# Theaters in HD?



## MONSTERMAN (Aug 18, 2007)

Seems to reason that since many directors now prefer HD cameras, theaters should have HD screens. I don't even really like going to the theater now b/c of the poor picture quality they have. Since everyone else is being forced to digital televisons in on 2/17/09, I think that these movie theaters should as well. My blu-ray is so superior in picture qaulity I rarely go to the theater anymore.


----------



## zlensman (Jan 15, 2006)

It's getting to the point now that the home theater experience is superior in many ways to the movie cinema experience. So, keep watching at home.

When I have to go to the movie theater, I prefer those with digital projectors. See:

http://dlp.com/cinema/default.aspx

Digital projectors are coming out slowly here in the US, while some other countries have converted over completely (e.g. Ireland).

Now if we compare the digital theater experience, you get the super-large screen that was always the best part of the cinema. Digital projectors produce a very sharp picture that isn't washed out and is free of lint and dust specs on the film. Also, the color reproduction on a digital projector is far superior than a film projector. In a sense, digital projection is a kind of HD Cinema.

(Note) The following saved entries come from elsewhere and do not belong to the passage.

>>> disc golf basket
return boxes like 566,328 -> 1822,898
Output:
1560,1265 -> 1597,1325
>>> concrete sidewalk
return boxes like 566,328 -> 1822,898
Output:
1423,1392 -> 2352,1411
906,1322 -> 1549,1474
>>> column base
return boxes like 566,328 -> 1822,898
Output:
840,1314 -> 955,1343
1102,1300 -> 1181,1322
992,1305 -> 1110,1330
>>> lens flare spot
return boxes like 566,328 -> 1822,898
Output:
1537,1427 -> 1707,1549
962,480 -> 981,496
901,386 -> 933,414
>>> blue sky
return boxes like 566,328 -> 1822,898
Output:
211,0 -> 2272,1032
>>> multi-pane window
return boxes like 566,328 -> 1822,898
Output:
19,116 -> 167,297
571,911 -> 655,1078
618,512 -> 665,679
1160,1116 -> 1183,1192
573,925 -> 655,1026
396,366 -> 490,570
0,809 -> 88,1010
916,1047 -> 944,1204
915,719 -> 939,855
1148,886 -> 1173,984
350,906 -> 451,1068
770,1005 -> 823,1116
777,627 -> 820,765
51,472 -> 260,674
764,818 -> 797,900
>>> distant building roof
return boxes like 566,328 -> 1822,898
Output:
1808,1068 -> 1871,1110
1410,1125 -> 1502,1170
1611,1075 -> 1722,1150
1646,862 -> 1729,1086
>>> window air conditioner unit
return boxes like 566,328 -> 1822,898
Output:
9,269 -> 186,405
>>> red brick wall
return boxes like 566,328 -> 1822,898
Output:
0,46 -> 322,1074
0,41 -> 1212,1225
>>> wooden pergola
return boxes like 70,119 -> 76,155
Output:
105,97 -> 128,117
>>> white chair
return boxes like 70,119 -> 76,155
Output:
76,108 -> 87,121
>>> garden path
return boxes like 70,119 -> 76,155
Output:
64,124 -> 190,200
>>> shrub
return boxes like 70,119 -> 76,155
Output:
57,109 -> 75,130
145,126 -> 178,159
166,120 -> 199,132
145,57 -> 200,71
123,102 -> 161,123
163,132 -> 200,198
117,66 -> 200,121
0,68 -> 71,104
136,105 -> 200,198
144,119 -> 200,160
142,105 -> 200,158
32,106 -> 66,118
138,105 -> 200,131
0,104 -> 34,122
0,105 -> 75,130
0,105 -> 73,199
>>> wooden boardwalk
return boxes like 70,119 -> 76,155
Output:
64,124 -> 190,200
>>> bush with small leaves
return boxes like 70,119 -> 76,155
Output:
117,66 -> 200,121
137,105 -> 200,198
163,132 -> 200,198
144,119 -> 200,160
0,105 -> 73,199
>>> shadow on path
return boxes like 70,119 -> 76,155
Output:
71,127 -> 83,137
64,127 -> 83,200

Of course, even in the digital theater, you still may have idiots who talk or text with their cell phones or smell or what have you. In our HDTV home theaters, we also have a sharp picture with superior color reproduction. You can pause, rewind, and slow down the movie and so on.

The best thing about the digital cinema is the big, big screen. In just about every other criteria, the HD home theater is equal or better than the cinema. I predict that people will stay away from the theater in droves.


----------



## GoLaLakers (Oct 12, 2006)

zlensman said:


> It's getting to the point now that the home theater experience is superior in many ways to the movie cinema experience. So, keep watching at home.
> 
> When I have to go to the movie theater, I prefer those with digital projectors. See:
> 
> ...


It will be awhile before you see D-Cinema become the norm. It's a huge cost to upgrade for the theatre owners. The studios are helping offset some of these cost, but it will take awhile. But the studios prefer D-Cinema because it's a huge cost savings to them.


----------



## machavez00 (Nov 2, 2006)

No transport costs. The theater either downloads the movie or streams from a server


----------



## GoLaLakers (Oct 12, 2006)

machavez00 said:


> No transport costs. The theater either downloads the movie or streams from a server


The bigger savings is with the prints.


----------



## jacksonm30354 (Mar 29, 2007)

It also allows theaters to show more than movies. The Carmike 15 in Columbus, GA has shown a few televised sporting events for those that could not travel. They showed the Little League World Series and have shown some out of town games for the minor league hockey team.


----------



## DCSholtis (Aug 7, 2002)

There is a Cinemark theater near me that has one DLP screen. Usually they put the newest movie on it for a week or 2 and switch it around.


----------



## TVisgoodforyou (Nov 25, 2007)

I try to avoid theaters because of all the crazy people who go and make more noise than the movie. 

I went to the theater once and some old lady sitting next to me fell asleep and actually starting SNORING!!! :nono2: 

They need to just skip the theaters and send all the movies straight to HD PPV and DVD or even Blue ray disk!!


----------